Viewing 8 posts - 1 through 7 (of 7 total)

You must be logged in to reply to this topic. Login to reply

Steve Jones - SSC Editor SSC Guru Points: 737630 More actions Follow · Answer 1

Create a PK on all tables. Really, do this. There are exceptions, but 99.99% of the time, just make sure a PK exists.

ALTER TABLE dbo.audit ADD CONSTRAINT auditPK PRIMARY KEY (ID)

An index will help performance. Get an idea of which columns are used in WHERE clauses, and you might find a few indexes to add. For sure, you can do this:

CREATE INDEX Audit_NDX_RecordCreateTime ON dbo.audit (record_create_time)

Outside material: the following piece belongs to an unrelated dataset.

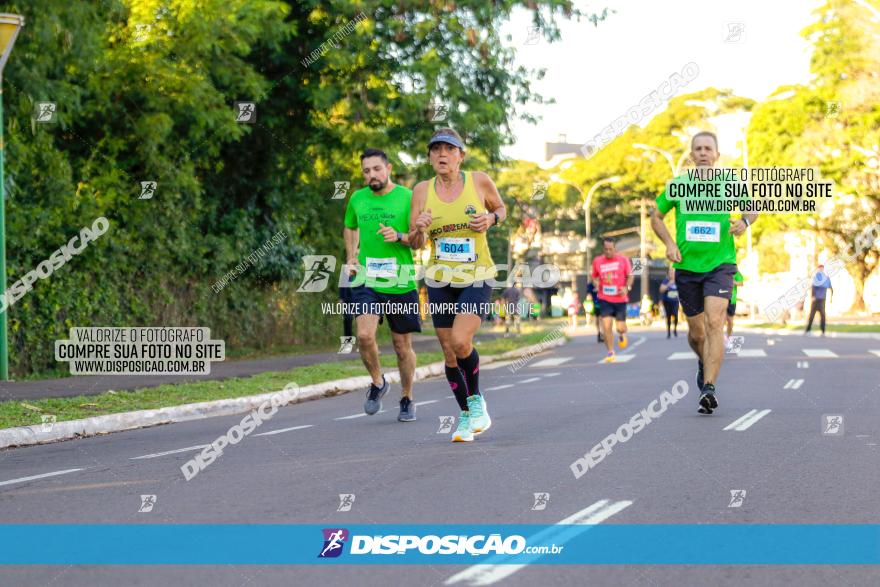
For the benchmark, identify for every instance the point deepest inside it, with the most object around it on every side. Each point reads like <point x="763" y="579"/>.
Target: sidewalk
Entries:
<point x="95" y="384"/>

I'd get the execution plan before you create this and after, and compare. Likely this will show you how SQL Server seees the queries, and you should see some better performance. However, you might actually try this:

CREATE INDEX Audit_NDX_RecordCreateTime_Include_MsgID_ReqID
ON dbo.audit (record_create_time)
INCLUDE (
            message_id
          , request_id
        );

This would perform better.

I could also see you want a nonclustered index on message_id or request_id separately.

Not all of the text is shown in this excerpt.